Let's make it brief for context sake: I was born in a household that wasn't mean to be with a negligent and lazy as fuck mother and a violent psychopath of a father. I didn't have to suffer my father because they divorced when I was still a baby but that doesn't mean I was spared from the burden of such history. We were four siblings at home and, up to 1999, I would spend weekends on my father's apartment where my grandmother would sexually abuse me. I don't remember but a single instance in which she groomed me into crossdressing as a girl with the excuse 'my clothes were dirty'.

My dumb as fuck mother recalls to this day as a funny anecdote that I didn't want to get near my grandmother because I would claim she had 'an horrible disease' I made up. She thinks it was a little quirk (despite I was a reclusive and quiet kid) to draw in attention when it was a desperate way to avoid the systematic abuse.

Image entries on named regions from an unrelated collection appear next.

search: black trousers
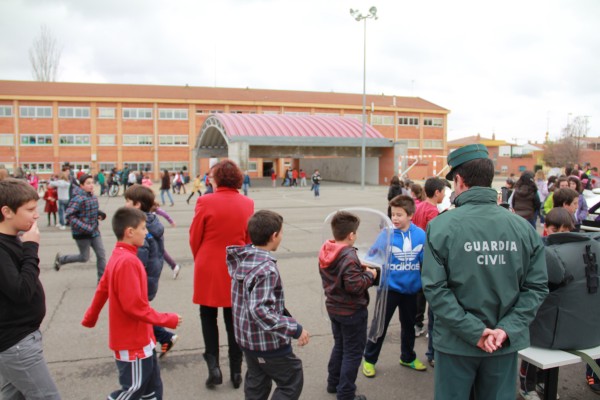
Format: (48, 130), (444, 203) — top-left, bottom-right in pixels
(244, 352), (304, 400)
(200, 305), (242, 372)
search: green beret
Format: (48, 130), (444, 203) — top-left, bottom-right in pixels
(446, 144), (488, 181)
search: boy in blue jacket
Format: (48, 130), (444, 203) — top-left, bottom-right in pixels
(363, 195), (427, 378)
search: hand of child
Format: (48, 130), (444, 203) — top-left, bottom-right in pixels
(298, 329), (310, 346)
(366, 267), (377, 279)
(21, 221), (40, 243)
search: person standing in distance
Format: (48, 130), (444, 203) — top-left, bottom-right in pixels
(421, 144), (548, 400)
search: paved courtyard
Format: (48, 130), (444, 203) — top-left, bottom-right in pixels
(40, 181), (597, 400)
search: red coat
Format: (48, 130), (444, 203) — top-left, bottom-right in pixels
(190, 187), (254, 307)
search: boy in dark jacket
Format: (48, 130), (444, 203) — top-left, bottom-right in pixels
(54, 174), (106, 282)
(319, 211), (377, 400)
(0, 178), (60, 400)
(227, 210), (309, 400)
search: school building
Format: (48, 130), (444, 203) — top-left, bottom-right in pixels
(0, 80), (449, 184)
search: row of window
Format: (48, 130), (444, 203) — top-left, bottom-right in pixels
(0, 106), (188, 120)
(0, 106), (444, 128)
(4, 161), (189, 174)
(0, 134), (189, 146)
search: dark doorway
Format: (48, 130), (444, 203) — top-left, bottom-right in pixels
(263, 161), (273, 178)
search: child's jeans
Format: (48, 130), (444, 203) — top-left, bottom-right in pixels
(327, 308), (368, 400)
(0, 330), (60, 400)
(365, 290), (417, 364)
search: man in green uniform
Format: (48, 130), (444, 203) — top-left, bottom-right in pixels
(422, 145), (548, 400)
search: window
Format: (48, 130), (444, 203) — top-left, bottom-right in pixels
(0, 133), (15, 146)
(19, 106), (52, 118)
(98, 135), (116, 146)
(21, 134), (52, 146)
(344, 114), (362, 122)
(71, 161), (91, 172)
(158, 161), (189, 172)
(58, 135), (90, 146)
(123, 161), (152, 172)
(158, 108), (188, 120)
(371, 115), (394, 125)
(98, 162), (117, 172)
(21, 163), (54, 174)
(423, 118), (444, 128)
(398, 117), (419, 126)
(408, 139), (421, 149)
(98, 107), (117, 119)
(123, 108), (152, 119)
(423, 139), (444, 149)
(123, 135), (152, 146)
(0, 106), (12, 117)
(158, 135), (188, 146)
(58, 107), (90, 118)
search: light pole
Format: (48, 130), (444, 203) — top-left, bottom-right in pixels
(350, 7), (377, 190)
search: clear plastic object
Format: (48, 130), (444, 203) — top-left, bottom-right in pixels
(321, 207), (394, 342)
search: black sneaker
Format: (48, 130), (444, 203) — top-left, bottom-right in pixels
(159, 335), (179, 358)
(54, 253), (60, 271)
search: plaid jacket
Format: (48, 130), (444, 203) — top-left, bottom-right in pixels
(65, 186), (100, 239)
(227, 245), (302, 356)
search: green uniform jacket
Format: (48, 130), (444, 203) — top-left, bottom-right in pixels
(422, 187), (548, 357)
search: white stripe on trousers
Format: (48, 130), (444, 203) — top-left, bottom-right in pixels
(117, 358), (142, 400)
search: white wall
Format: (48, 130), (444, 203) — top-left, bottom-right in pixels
(300, 157), (379, 185)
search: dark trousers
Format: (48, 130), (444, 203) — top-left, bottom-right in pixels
(244, 352), (304, 400)
(108, 353), (163, 400)
(415, 289), (427, 328)
(200, 305), (242, 372)
(434, 351), (517, 400)
(365, 290), (417, 364)
(327, 308), (369, 400)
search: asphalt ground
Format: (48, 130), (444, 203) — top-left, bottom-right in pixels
(39, 180), (597, 400)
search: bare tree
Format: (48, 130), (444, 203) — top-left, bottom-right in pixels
(544, 116), (588, 167)
(29, 25), (62, 82)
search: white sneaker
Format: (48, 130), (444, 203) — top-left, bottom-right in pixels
(519, 389), (541, 400)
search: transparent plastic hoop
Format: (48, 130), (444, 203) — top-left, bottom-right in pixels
(321, 207), (394, 342)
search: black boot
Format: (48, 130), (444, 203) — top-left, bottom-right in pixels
(204, 353), (223, 389)
(229, 352), (243, 389)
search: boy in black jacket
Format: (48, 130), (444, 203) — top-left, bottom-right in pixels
(0, 178), (60, 400)
(319, 211), (377, 400)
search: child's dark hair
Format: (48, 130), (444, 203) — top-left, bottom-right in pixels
(125, 183), (158, 212)
(331, 211), (360, 240)
(390, 194), (416, 215)
(545, 207), (575, 231)
(552, 188), (579, 207)
(112, 207), (146, 240)
(248, 210), (283, 246)
(425, 177), (446, 198)
(0, 178), (40, 222)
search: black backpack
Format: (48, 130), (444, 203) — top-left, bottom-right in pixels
(529, 232), (600, 350)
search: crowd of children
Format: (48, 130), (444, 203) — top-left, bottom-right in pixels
(0, 156), (600, 400)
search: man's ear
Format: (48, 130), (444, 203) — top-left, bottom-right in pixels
(0, 206), (15, 219)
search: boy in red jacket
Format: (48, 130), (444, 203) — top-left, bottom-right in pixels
(81, 207), (181, 400)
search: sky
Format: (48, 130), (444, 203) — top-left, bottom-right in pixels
(0, 0), (600, 144)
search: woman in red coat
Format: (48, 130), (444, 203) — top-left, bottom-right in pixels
(190, 160), (254, 389)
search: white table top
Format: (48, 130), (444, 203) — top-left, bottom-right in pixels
(519, 346), (600, 369)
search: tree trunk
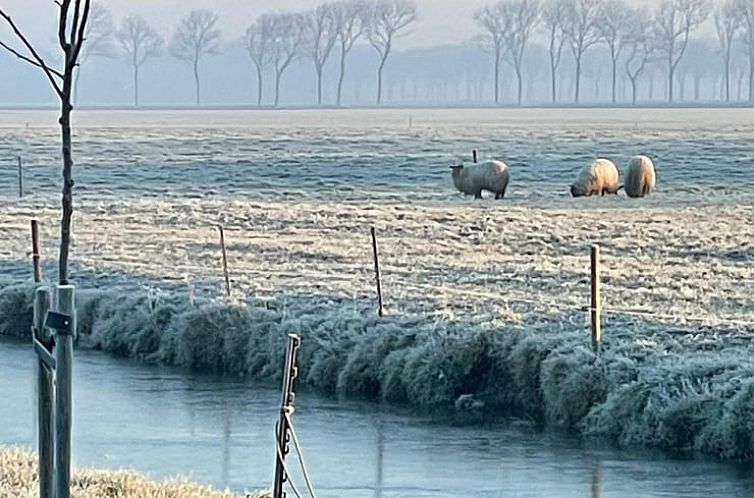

That's one of the many reasons I deem my life not worth living for much longer but I will also list a few down below:
-Inability to adapt to a workspace and get employment.
-Inability to hold on to employment for more than a few months after I get it.
-Anhedonia.
-Inability to have a meaningful relationship thanks to the Autogynephilia I developed due to my grandmother's abuse.
-Increasingly erratic behavior and sudden moon swings.
-Violent idealization.
-Overall bad mood and chronic depression + chronic PTSD (which got worse after I was homeless for a few months).
-I already did many of the things I ever cared about in life (touring on bicycle, exploring abandoned mines and other places, etc).
-Bleak outloook in regards of the future where the system will get increasingly controlling and tyrannical (I rather have agency over my own life).

------------------

Anyhow, context aside, I'm a sucker for the wilderness and I've always dreamed of dying somewhere out into the wild where I can simply disappear.
At first I thought about hiking a day or two into the middle of nowhere, drench myself wet during cold weather, drink alcohol and slit my wrists but since then I've reconsidered and thought about asphyxiation. A good ol' noose and hang myself is the most likely option due to the practicality of it all and being one of the least nasty ways to die. When I was a kid I recall the icecream man (in the region of Argentina where I live there are icecream sellers riding bicycles and blowing a horn to draw costumers) would give me small bits of dry ice to throw into a glass of water and make 'smoke'. That's CO2 and I believe a good amount of dry ice and a 20L bucket of water in a tight space might do the trick.

I'm open to opinions and suggestions and I appreciate there is a space to talk about stuff like this without being instantly censored. Thanks.